Get the number of rows for a parquet file

We were using Pandas to get the number of rows for a parquet file:

import pandas as pd
df = pd.read_parquet("my.parquet")
print(df.shape[0])

This is easy but will cost a lot of time and memory when the parquet file is very large. For example, it may cost more than 100GB of memory to just read a 10GB parquet file.

If we only need to get the number of rows, not the whole data, Pyarrow will be a better solution:

import pyarrow.parquet as pq
table = pq.read_table("my.parquet", columns=[])
print(table.num_rows)

This method only spend a couple seconds and cost about 2GB of memory for the same parquet file.

An old bug about PyArrow

To save memory for my program using Pandas, I change types of some column from string to category as the reference.

df[["os_type", "cpu_type", "chip_brand"]] =
	df[["os_type", "cpu_type", "chip_brand"]].astype("category")

It could save at least half memory in my case.
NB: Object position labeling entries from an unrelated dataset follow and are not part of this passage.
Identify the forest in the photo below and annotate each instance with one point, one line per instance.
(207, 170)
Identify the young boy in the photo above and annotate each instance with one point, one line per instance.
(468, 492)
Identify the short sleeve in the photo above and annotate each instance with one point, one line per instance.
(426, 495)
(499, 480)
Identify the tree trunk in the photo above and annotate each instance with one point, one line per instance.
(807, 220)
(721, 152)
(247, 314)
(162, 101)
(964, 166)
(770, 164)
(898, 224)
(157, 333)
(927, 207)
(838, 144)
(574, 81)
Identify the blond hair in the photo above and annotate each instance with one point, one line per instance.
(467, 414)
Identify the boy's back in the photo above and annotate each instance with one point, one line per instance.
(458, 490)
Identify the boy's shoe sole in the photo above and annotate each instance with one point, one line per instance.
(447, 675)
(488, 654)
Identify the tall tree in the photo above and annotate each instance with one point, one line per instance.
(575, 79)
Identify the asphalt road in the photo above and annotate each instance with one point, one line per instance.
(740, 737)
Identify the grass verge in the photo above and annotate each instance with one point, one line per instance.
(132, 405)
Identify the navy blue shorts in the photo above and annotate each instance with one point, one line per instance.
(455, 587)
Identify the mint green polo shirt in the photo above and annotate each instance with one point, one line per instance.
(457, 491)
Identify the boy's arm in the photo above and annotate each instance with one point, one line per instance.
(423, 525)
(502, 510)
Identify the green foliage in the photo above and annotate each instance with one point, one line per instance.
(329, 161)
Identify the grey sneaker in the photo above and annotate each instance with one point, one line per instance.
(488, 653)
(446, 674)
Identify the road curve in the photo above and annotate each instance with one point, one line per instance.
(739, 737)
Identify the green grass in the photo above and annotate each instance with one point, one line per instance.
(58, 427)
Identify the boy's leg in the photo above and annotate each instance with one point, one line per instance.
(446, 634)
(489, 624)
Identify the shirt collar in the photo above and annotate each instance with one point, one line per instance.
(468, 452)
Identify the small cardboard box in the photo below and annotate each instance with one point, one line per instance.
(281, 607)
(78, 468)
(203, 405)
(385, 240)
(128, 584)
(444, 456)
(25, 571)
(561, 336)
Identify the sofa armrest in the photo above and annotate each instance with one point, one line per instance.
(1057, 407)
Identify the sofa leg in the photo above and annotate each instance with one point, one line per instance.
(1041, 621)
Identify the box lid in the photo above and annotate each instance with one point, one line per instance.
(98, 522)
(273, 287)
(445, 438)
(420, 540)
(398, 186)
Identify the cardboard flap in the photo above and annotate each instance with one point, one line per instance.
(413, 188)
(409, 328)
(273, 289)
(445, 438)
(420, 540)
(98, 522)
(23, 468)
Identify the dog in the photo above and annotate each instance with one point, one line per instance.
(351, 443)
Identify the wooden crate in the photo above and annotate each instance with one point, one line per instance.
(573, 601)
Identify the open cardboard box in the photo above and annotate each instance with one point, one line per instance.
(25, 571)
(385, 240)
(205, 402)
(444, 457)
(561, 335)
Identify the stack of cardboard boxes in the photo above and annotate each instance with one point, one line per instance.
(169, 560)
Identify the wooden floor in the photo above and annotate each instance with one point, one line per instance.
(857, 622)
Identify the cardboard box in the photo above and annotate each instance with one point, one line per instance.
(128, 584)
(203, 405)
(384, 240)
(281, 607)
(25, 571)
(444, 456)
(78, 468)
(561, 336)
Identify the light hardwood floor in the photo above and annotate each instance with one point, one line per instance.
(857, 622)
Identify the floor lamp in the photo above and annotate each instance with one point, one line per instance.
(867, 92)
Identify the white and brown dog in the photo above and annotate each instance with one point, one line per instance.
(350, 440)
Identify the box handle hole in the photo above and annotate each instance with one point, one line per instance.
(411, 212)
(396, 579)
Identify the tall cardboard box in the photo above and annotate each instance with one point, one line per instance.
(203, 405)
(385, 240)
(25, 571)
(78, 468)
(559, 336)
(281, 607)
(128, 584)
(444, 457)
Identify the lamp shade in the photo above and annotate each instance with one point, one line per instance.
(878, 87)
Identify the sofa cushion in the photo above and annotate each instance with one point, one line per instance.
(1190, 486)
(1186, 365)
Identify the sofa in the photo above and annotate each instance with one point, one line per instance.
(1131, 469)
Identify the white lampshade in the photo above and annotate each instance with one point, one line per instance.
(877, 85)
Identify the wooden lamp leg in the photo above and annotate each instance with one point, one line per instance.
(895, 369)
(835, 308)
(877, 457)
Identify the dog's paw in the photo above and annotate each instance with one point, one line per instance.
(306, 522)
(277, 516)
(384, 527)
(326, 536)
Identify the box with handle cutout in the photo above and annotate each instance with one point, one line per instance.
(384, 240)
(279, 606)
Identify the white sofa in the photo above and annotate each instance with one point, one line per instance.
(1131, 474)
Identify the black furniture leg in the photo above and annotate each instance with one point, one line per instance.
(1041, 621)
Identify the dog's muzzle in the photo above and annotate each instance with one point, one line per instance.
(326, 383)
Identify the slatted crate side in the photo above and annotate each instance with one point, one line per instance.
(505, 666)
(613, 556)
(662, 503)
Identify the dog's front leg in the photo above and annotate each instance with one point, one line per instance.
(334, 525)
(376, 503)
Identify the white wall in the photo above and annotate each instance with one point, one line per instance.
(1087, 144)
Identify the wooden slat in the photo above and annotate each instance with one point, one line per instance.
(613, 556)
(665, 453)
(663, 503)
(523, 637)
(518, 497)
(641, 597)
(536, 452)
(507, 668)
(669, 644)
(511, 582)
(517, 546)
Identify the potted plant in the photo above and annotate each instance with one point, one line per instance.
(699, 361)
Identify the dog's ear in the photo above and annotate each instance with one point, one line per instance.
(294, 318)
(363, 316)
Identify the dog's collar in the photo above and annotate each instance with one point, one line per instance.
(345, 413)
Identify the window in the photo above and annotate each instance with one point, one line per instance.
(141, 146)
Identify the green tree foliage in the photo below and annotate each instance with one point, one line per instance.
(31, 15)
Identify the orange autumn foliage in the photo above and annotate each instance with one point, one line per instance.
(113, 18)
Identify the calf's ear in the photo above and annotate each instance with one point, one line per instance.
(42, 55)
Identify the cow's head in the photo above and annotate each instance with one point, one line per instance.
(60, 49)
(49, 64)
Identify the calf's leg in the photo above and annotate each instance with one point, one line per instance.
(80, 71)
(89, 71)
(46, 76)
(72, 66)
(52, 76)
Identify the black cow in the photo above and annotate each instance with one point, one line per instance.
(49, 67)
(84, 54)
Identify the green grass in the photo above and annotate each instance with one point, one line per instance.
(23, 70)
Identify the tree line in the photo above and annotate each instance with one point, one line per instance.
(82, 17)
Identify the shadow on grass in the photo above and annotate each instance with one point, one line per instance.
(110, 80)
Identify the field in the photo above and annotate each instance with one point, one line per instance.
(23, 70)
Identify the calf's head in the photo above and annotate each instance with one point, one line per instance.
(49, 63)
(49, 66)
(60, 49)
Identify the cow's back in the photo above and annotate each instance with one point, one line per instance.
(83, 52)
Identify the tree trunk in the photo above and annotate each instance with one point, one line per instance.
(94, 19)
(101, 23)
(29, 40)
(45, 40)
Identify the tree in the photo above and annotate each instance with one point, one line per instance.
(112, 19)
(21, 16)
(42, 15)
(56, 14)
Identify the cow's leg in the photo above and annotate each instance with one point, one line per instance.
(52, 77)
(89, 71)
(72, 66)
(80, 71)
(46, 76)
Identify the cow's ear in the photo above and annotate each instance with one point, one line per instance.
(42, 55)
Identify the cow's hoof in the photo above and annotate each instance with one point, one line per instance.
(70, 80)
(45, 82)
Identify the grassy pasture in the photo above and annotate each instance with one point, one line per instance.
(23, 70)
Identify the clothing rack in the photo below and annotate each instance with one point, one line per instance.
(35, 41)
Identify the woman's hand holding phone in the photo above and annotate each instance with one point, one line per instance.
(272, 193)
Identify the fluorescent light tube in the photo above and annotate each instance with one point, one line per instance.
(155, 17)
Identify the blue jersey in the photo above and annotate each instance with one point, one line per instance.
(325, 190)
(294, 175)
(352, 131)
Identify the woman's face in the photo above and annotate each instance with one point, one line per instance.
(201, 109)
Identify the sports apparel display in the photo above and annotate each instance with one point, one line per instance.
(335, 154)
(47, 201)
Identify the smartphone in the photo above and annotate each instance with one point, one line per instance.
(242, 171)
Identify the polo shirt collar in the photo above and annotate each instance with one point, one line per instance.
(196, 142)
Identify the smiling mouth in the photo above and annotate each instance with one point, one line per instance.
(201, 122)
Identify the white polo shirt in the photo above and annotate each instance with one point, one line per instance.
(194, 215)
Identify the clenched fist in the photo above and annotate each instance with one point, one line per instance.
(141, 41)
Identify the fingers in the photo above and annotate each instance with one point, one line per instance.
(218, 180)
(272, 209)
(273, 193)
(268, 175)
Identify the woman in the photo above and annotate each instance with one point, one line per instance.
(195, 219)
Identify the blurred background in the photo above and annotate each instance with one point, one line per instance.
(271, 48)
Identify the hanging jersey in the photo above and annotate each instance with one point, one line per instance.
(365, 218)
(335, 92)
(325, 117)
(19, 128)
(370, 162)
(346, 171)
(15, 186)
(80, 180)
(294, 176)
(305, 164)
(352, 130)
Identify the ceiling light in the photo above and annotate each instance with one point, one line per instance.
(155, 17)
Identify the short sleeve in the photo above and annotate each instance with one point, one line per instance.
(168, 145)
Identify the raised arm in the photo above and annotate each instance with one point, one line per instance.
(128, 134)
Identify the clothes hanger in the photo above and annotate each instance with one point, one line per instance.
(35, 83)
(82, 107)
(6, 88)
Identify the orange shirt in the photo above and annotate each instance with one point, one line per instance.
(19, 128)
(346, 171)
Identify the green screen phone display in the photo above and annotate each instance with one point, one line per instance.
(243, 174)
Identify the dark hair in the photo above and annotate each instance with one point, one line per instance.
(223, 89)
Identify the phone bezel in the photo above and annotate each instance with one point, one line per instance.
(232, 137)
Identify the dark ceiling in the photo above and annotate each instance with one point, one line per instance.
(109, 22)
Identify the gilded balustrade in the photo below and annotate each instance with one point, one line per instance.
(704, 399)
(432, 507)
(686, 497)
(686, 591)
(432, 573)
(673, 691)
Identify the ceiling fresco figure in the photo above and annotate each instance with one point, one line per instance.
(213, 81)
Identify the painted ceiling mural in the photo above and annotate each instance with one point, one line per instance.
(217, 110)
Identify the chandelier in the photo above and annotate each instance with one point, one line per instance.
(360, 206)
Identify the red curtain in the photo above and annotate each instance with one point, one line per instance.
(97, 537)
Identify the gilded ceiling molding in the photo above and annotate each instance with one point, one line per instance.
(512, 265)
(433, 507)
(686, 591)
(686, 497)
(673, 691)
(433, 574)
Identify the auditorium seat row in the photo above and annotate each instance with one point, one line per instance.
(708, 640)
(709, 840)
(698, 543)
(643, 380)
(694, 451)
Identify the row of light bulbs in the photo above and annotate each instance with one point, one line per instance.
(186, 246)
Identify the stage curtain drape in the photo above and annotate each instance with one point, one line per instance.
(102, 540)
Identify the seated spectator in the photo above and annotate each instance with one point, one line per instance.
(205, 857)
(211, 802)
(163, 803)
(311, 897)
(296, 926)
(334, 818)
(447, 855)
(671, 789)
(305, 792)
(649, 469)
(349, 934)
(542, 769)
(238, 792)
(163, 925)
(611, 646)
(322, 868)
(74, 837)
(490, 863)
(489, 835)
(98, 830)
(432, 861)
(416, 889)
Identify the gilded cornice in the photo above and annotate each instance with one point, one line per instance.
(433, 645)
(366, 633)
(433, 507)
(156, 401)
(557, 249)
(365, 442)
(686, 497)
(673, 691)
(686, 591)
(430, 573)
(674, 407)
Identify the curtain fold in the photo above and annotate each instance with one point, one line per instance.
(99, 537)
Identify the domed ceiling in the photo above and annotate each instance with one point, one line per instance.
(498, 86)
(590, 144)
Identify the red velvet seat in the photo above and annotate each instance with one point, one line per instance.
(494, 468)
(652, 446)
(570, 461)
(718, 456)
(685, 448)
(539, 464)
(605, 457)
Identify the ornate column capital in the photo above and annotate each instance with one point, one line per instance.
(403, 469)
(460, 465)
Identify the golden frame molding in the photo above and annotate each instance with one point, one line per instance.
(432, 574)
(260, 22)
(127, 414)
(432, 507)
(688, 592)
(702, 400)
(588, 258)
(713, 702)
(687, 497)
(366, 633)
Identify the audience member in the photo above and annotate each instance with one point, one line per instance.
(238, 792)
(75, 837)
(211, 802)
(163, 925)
But when I use pyarrow to store the dataframe to parquet

df.to_parquet("my.parquet")

it reports errors:

Invalid: BinaryArray cannot contain more than 2147483646 bytes, have 2147483647

It’s a bug from old version pyarrow and had been fixed in Sep 2019. Then I tried to upgrade my pyarrow-0.12.1 to pyarrow-0.17.1 and it fixed this error.

But the story hasn’t ended up here.

For pyarrow-0.12.1, the below snippet will return a class of type <pyarrow.lib.Column>

import pyarrow.parquet as pq
table = pq.read_table(path)
table.column(0)

and this class will also contain a attribute “Column name”

But for pyarrow-0.17.1, the same code will return a class of type <pyarrow.lib.ChunkedArray> which doesn’t have a “Column name”.

This difference will make some code fail (actually, our program). Beware of this: after you upgrade pyarrow (or any other library in Python), run the test to make sure all the legacy code work properly.